To see why this is the case it is important to note that
Claim 2: For a compact connected simple Lie group $ \G $, $ G $ is a finite maximal closed subgroup of $ \G $ if and only if $ G $ is Ad-irreducible and $ G $ is a maximal finite subgroup of $ \G $.
this follows from Corollary 3.5 of Sawicki and Karnas - Universality of single qudit gates.
Since a finite subgroup of $ SU_n $ is Ad-irreducible if and only if it is a unitary 2-design we have
Claim 3: $ G $ is a finite maximal closed subgroup of $ SU_n $ if and only if $ G $ is a maximal unitary 2-group in $ SU_n $.

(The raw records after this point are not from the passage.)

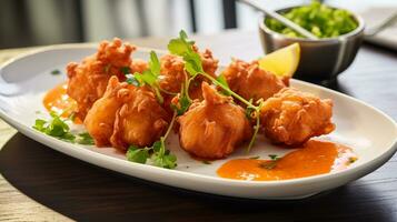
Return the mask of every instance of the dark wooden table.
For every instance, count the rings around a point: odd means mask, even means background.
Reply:
[[[226,62],[261,54],[257,33],[198,37]],[[166,39],[140,39],[165,48]],[[397,119],[397,53],[364,46],[328,85]],[[355,114],[355,113],[351,113]],[[383,130],[383,129],[379,129]],[[397,221],[397,158],[347,185],[299,201],[230,199],[126,178],[69,158],[24,135],[0,150],[0,220]]]

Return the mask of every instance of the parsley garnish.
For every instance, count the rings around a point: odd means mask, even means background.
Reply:
[[[150,52],[149,69],[142,73],[133,73],[135,79],[141,84],[148,84],[155,91],[157,100],[162,104],[163,98],[160,93],[160,87],[158,84],[158,78],[160,75],[160,62],[155,51]]]
[[[57,74],[60,74],[60,73],[61,73],[61,71],[58,70],[58,69],[51,71],[51,74],[53,74],[53,75],[57,75]]]
[[[127,77],[126,82],[127,82],[128,84],[133,84],[133,85],[136,85],[136,87],[140,87],[139,81],[135,78],[133,74],[126,74],[126,77]]]
[[[79,133],[76,137],[75,142],[79,143],[79,144],[83,144],[83,145],[93,145],[95,144],[93,139],[91,138],[91,135],[88,132]]]
[[[76,135],[70,132],[69,125],[66,123],[66,120],[60,118],[60,115],[56,112],[50,112],[50,120],[37,119],[32,128],[44,134],[70,143],[93,144],[92,138],[87,132]]]

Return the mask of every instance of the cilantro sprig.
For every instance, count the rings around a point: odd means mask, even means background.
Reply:
[[[251,140],[248,144],[248,148],[247,148],[247,152],[249,152],[249,150],[251,149],[251,147],[255,143],[255,139],[259,131],[259,125],[260,125],[259,112],[260,112],[264,101],[262,100],[256,101],[256,104],[254,103],[252,100],[247,101],[241,95],[239,95],[236,92],[234,92],[232,90],[230,90],[230,88],[227,84],[227,81],[222,74],[219,75],[217,79],[215,79],[210,74],[206,73],[202,69],[202,62],[201,62],[200,54],[193,50],[193,44],[195,44],[195,42],[189,40],[187,33],[183,30],[181,30],[179,32],[178,38],[171,39],[168,43],[168,50],[170,53],[177,54],[177,56],[180,56],[183,58],[185,70],[190,74],[189,79],[187,80],[188,83],[186,84],[186,88],[189,89],[190,81],[193,78],[196,78],[196,75],[201,74],[205,78],[209,79],[214,84],[219,85],[222,89],[224,94],[232,95],[234,98],[236,98],[237,100],[241,101],[242,103],[245,103],[247,105],[246,112],[249,112],[249,118],[255,119],[255,121],[256,121],[256,125],[254,127],[254,134],[252,134],[252,138],[251,138]],[[188,91],[186,91],[186,92],[188,93]],[[188,101],[189,95],[188,94],[183,95],[181,93],[181,98],[179,101],[181,101],[181,99]],[[183,111],[183,110],[180,110],[180,111]]]
[[[70,143],[93,144],[93,139],[90,134],[87,132],[73,134],[70,132],[70,128],[66,122],[67,120],[62,119],[56,112],[50,112],[50,115],[51,118],[49,120],[37,119],[32,128],[44,134]]]
[[[160,61],[155,51],[150,51],[149,69],[145,70],[142,73],[135,72],[132,74],[128,67],[121,68],[122,73],[127,78],[126,82],[128,82],[129,84],[133,84],[136,87],[141,87],[143,84],[149,85],[153,90],[159,103],[162,104],[163,98],[160,93],[161,89],[158,83],[160,70],[161,70]]]
[[[127,160],[142,164],[146,164],[149,161],[151,164],[159,168],[175,169],[177,167],[177,157],[167,150],[166,140],[173,127],[176,117],[177,113],[175,112],[166,134],[151,147],[138,148],[136,145],[130,145],[127,151]]]

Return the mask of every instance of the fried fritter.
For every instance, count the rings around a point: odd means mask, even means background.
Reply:
[[[88,111],[85,125],[97,147],[110,144],[113,134],[116,113],[121,105],[131,99],[131,85],[120,83],[117,77],[111,77],[102,98],[97,100]]]
[[[205,159],[220,159],[249,139],[251,128],[241,107],[202,82],[204,101],[196,101],[177,119],[180,145]]]
[[[131,52],[136,47],[115,38],[102,41],[96,54],[81,63],[71,62],[67,67],[69,78],[68,94],[78,103],[77,115],[83,120],[95,101],[101,98],[111,75],[125,80],[122,68],[131,65]],[[139,65],[141,67],[141,65]]]
[[[269,98],[260,113],[265,135],[274,143],[298,145],[335,129],[331,100],[292,88]]]
[[[167,131],[169,114],[148,87],[131,85],[131,99],[116,113],[112,147],[126,150],[130,144],[149,147]]]
[[[258,61],[248,63],[234,59],[222,73],[230,89],[246,100],[267,100],[289,84],[289,79],[281,80],[259,69]]]

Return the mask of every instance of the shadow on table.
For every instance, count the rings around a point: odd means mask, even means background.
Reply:
[[[359,181],[300,201],[232,199],[127,179],[21,133],[1,149],[0,172],[26,195],[78,221],[394,221],[389,204]]]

By inspecting Theorem 3 of Bannai, Navarro, Rizo, and Pham Huu Tiep - Unitary $t$-groups one immediately determines that $ SU_{15} $ has no finite maximal closed subgroups.
Some of the main examples of finite maximal closed subgroups of $ SU_n $ include the normalizer in $ SU_{p^n} $ of an extra-special group $ p^{2n+1} $. Here $ p $ is an odd prime. There is also a similar construction $ p=2 $. These are known as (complex) Clifford groups. Then there are infinite families of examples relating to the Weil module for $ \operatorname{PSp}_{2n}(3) $ and another family related to $ U_n(2) $. Plus many exceptional cases.
A similar normalizer construction to the above gives finite maximal closed subgroups of all the $ \operatorname{SO}(2^n) $ as normalizers of an extra-special group $ 2^{2n+1} $. This is known as the real Clifford group. For details about real and complex Clifford groups see Nebe, Rains, and Sloane - Self-Dual Codes and Invariant Theory.